As can be seen from the data in Table 3, the subcritical water extraction method provided by the invention can be used for extracting anthocyanin of raspberry, wherein about 81.52mg of anthocyanin monomer of component 2, about 6.39mg of anthocyanin monomer of component 3 and about 9.77mg of anthocyanin monomer of component 2 can be extracted from each 100g of fresh raspberry, the total amount of anthocyanin extracted from each 100g of fresh raspberry is up to 98.91mg, more anthocyanin can be extracted, and the total amount and the extraction efficiency of each anthocyanin monomer are obviously improved and are obviously higher than the extraction efficiency of the prior art.

Although embodiments of the present invention have been shown and described, it will be appreciated by those skilled in the art that changes, modifications, substitutions and alterations can be made in these embodiments without departing from the principles and spirit of the invention, the scope of which is defined in the appended claims and their equivalents.

Claims

1. A method for extracting anthocyanin from raspberry is characterized by comprising the following steps: extracting from raspberry fruit by subcritical water extraction.

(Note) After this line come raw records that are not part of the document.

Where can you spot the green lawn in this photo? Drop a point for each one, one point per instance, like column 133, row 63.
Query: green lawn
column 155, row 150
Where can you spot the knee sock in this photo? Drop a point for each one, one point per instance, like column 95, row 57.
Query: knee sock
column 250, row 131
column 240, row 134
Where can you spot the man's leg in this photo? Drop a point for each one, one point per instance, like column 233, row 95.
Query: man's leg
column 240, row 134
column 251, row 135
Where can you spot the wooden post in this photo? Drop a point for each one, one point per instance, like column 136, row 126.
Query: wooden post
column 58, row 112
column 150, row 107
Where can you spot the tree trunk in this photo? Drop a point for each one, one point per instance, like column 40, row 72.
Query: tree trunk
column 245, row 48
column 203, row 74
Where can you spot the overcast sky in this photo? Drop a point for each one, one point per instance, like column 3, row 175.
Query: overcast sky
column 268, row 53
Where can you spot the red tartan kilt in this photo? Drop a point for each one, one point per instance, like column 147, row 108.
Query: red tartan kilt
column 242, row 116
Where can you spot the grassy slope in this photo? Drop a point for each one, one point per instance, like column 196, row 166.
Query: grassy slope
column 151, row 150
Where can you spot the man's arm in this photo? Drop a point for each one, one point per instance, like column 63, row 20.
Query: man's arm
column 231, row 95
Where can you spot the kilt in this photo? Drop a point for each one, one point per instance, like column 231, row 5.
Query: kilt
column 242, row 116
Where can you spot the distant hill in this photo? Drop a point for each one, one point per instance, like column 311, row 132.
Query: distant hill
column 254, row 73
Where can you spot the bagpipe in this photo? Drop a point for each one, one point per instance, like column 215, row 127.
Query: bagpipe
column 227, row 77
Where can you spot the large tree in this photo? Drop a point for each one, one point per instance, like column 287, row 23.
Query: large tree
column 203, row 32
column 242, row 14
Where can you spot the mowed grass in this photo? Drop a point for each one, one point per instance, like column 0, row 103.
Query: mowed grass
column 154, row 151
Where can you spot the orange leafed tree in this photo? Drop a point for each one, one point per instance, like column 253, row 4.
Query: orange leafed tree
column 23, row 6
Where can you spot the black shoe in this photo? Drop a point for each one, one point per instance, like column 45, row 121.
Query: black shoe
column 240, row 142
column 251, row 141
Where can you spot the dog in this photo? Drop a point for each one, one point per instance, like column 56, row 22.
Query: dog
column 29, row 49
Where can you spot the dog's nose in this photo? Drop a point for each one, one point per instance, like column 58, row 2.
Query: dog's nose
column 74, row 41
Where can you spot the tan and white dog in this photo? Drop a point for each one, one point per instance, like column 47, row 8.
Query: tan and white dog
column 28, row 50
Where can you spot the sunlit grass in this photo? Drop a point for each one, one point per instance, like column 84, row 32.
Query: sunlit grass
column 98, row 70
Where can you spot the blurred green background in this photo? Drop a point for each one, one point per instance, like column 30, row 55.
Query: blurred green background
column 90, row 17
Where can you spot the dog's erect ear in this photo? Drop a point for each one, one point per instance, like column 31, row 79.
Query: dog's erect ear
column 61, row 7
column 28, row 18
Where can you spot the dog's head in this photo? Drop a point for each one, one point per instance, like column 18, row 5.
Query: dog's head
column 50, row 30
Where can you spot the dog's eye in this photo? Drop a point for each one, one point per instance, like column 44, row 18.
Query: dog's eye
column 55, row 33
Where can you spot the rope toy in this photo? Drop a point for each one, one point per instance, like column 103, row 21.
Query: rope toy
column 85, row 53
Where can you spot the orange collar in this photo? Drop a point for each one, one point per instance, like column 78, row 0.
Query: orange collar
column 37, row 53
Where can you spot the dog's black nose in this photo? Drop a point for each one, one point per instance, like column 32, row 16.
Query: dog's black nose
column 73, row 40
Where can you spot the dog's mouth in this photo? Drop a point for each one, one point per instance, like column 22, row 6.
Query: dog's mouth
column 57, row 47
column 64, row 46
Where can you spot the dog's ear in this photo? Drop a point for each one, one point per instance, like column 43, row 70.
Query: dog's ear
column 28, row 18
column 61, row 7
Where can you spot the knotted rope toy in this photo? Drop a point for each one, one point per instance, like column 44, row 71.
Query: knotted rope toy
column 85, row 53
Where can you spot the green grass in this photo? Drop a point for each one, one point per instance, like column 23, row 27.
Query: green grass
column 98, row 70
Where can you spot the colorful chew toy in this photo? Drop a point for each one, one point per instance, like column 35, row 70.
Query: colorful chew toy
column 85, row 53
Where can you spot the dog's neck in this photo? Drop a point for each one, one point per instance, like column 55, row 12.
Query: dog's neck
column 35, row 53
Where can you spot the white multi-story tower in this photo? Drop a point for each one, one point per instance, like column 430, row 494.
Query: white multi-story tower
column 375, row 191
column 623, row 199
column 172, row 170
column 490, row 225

2. The method of claim 1, comprising: performing subcritical water extraction on the raspberry by an extracting agent under the conditions that the extraction temperature is 100-160 ℃ and the extraction pressure is 6-8 MPa to obtain raspberry anthocyanin extract.

3. The method of claim 2, further comprising the steps of: drying the raspberry anthocyanin extract to obtain the raspberry anthocyanin extract.

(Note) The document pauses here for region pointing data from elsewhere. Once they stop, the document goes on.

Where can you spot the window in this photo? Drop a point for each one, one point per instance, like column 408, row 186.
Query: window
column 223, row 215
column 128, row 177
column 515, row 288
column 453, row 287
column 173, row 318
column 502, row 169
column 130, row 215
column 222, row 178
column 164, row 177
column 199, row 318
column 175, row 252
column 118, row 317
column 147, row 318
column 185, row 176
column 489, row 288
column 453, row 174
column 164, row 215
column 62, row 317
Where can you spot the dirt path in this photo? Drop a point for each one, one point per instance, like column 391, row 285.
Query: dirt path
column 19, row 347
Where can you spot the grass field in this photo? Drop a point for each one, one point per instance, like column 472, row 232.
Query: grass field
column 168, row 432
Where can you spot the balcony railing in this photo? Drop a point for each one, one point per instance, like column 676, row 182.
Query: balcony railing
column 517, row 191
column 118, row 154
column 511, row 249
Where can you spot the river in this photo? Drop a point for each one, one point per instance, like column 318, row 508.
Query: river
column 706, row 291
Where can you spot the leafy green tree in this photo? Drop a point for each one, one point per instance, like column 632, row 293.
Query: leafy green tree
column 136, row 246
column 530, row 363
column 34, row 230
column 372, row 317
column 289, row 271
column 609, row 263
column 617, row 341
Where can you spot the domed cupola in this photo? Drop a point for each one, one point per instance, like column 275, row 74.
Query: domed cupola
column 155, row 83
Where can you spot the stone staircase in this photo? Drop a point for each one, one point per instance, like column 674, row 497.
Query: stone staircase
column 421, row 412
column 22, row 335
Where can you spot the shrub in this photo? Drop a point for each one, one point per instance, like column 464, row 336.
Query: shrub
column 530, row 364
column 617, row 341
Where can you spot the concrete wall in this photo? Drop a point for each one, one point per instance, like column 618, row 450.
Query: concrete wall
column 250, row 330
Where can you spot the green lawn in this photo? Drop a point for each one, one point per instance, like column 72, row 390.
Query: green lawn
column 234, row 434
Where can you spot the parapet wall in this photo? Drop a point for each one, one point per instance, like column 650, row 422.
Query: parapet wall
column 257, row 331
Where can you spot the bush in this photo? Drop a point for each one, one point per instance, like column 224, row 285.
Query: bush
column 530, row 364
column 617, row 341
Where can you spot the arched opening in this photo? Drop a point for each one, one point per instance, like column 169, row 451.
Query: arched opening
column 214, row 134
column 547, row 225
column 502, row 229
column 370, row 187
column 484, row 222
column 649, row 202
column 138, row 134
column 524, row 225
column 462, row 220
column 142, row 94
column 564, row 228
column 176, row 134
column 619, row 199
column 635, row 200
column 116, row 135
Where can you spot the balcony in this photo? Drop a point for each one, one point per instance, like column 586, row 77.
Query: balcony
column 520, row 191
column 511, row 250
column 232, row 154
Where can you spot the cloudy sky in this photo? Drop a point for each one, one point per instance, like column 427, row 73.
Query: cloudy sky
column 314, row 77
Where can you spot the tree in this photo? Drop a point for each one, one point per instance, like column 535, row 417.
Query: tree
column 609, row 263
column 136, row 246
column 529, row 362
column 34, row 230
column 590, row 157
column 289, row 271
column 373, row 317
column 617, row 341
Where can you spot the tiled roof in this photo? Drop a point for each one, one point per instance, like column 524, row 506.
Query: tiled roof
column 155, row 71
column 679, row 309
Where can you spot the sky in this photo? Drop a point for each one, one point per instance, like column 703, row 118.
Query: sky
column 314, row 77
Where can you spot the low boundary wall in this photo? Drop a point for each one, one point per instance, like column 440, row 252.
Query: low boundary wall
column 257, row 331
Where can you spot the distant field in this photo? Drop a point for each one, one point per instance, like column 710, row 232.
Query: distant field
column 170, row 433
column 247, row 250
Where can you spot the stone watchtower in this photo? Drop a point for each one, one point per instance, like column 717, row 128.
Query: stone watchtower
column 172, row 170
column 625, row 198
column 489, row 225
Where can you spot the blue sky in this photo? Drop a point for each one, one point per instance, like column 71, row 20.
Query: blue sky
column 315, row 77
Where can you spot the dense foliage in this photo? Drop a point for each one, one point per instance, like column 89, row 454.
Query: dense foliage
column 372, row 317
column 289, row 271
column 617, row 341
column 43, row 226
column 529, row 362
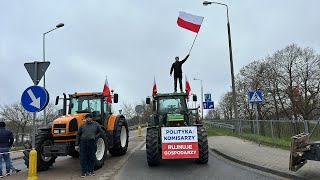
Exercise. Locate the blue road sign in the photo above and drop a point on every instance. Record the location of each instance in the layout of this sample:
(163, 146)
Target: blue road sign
(207, 97)
(208, 105)
(34, 98)
(255, 97)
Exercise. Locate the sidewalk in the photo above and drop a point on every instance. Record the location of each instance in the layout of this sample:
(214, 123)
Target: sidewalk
(273, 160)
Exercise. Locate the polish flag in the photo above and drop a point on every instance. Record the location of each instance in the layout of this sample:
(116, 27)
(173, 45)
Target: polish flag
(189, 21)
(106, 91)
(188, 88)
(154, 88)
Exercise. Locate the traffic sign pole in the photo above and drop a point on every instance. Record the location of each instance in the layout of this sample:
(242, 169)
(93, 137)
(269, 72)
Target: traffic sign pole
(34, 114)
(257, 118)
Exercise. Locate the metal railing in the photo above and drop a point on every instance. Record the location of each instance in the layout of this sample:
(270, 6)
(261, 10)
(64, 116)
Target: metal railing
(276, 132)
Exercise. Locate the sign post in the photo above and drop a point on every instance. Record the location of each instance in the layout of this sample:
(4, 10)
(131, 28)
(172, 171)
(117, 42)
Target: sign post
(208, 104)
(139, 110)
(35, 99)
(179, 142)
(255, 97)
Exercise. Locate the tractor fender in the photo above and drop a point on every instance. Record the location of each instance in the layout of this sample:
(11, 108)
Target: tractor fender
(112, 123)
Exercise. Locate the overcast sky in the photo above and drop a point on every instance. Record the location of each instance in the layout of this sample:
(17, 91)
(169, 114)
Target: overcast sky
(131, 41)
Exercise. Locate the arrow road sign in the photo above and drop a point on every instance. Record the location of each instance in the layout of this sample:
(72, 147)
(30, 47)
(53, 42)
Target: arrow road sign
(139, 109)
(207, 97)
(35, 101)
(34, 98)
(208, 105)
(255, 97)
(36, 70)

4. The method of claim 2, wherein the raspberry is a raspberry fresh fruit.

5. The method as claimed in claim 4, wherein the dosage ratio of the fresh raspberry fruit to the extractant is 1 g: 60-120 mL; further, the dosage ratio of the fresh raspberry fruits to the extracting agent is 1 g: 90 mL; further, the extracting agent is ultra-pure water.

6. The method according to claim 2, wherein the extraction time is 60-120 min; further selected from 90 min.

7. The method of claim 2, wherein the extraction temperature is 130 ℃.

8. The process according to claim 2, characterized in that the extraction pressure is 7 MPa.

9. The method according to any one of claims 1 to 8, wherein the anthocyanin is selected from one or more of cyanidin-3-sophoroside-5-glucoside, cyanidin-3-sophoroside, cyanidin-3-glucoside, pelargonidin-3-sophoroside, cyanidin-3- (6' -citric acid) -sophoroside and pelargonidin-3-glucoside.

10. A raspberry anthocyanin extract is characterized by comprising 75-85 parts of cyanidin-3-sophoroside, 75-85 parts of cyanidin-3-glucoside and 8-11 parts of pelargonidin-3-glucoside.